Clearly there are many divides in our social settings during the pandemic response. Certainly, masks, mandates, and vaccination are some of them. Emotions run surprisingly deep and may surface at any point on any day.
One of those emotions is anger. Anger at people and their choices. Anger at systems. Perhaps anger at God. Anger at the fact that we cannot change people’s situations. Even anger at ourselves for not being able to save more people or make a bigger difference for the sick or dying. For some, this last anger can be the beginning of what we call “moral injury.” That is an “ouch.”
We cannot solve all the root problems that are contributing to our anger. But we can manage our anger in ways that may keep it from depleting us and contributing to further difficulty in us. The following are a few tips for managing one’s anger in a difficult situation. These tips are known to help people release their anger appropriately so they can be free of the toxic effects of holding it in.
First, recognize that you can choose anger, and therefore can chose to let go of or even to not take up anger. There is great freedom and far less stress that comes when we decide to not pick up anger and to let go of that which we might have picked up already. Freedom from pain, anger, rage, hopelessness, and resignation in us. Freedom to move past the problems and on to solutions and effective performance. Freedom to collaborate with those we might otherwise be seen as enemies.
Second, choose to forgive and move on. Remember that when we do not forgive, it is like drinking poison and expecting it to hurt the other person.
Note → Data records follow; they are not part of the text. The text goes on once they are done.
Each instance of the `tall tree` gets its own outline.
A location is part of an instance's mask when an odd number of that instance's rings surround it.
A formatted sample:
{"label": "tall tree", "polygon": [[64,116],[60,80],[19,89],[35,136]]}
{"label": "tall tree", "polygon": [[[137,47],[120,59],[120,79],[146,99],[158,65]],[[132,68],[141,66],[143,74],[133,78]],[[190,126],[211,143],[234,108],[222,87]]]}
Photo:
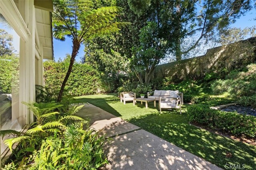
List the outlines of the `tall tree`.
{"label": "tall tree", "polygon": [[141,84],[149,83],[156,66],[168,48],[161,35],[157,23],[149,22],[140,31],[140,45],[134,47],[131,67]]}
{"label": "tall tree", "polygon": [[[152,11],[151,6],[155,3],[154,0],[148,0],[148,3],[140,4],[138,8],[136,1],[130,3],[131,9],[138,15]],[[161,6],[166,4],[164,0],[159,1]],[[199,44],[203,39],[210,39],[215,33],[223,28],[226,28],[235,21],[242,15],[250,10],[255,5],[253,0],[174,0],[168,1],[172,9],[166,13],[164,18],[171,19],[170,25],[174,24],[172,31],[170,34],[170,41],[172,44],[172,53],[176,56],[177,61],[182,59],[182,55],[189,53]],[[139,2],[137,2],[139,3]],[[148,5],[148,3],[151,5]],[[255,3],[255,2],[254,2]],[[144,7],[142,7],[144,6]],[[155,9],[157,12],[159,10]],[[170,32],[166,32],[169,34]],[[182,45],[186,43],[187,38],[195,34],[197,38],[189,45]],[[207,41],[206,41],[207,42]],[[183,47],[185,47],[185,48]]]}
{"label": "tall tree", "polygon": [[4,29],[0,29],[0,56],[11,55],[14,52],[12,35]]}
{"label": "tall tree", "polygon": [[66,36],[71,37],[73,45],[68,69],[57,98],[60,102],[81,43],[97,36],[118,31],[129,23],[116,21],[122,11],[116,6],[95,9],[93,2],[88,0],[54,0],[54,36],[62,41],[65,40]]}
Learning to let anger and bitterness go is the path to freedom, health, hope, strength, and release in you.
Third, try some of these ideas to help you avoid anger as a reaction.
- Allow yourself to express the emotions you are feeling—don’t wait, don’t bottle them up. Do so with responsible people who can help you release the emotions.
- Ask for and accept support from those who can listen responsibly. Others in your support system may be similarly overwhelmed, so choose your listeners wisely. You know, those healthy enough to help you process and let go of toxicity.
- Give yourself time to heal; be patient with changes in your emotional state.
- Write your thoughts and emotions honestly in a journal. Even if they are angry thoughts and feelings, writing helps with “getting them out.” Finish by writing something like, “And I let all of this anger and hopelessness go, and let it fall to the floor.”
- Reach out to help others. It may redirect and ease your own pain, anger, or bitterness.
- Take care of yourself physically: Eat well-balanced meals, exercise, avoid drugs and alcohol, get plenty of rest.
- Avoid major life decisions—relocating, quitting, changing careers, or ending a relationship—until the anger has passed and you can make well-thought-out decisions.
- When you feel anger rising, stop the train and get off – help someone, speak gratitude, pray, be mindful, choose wisely.
- Remember, your anger is your choice. Choose wisely.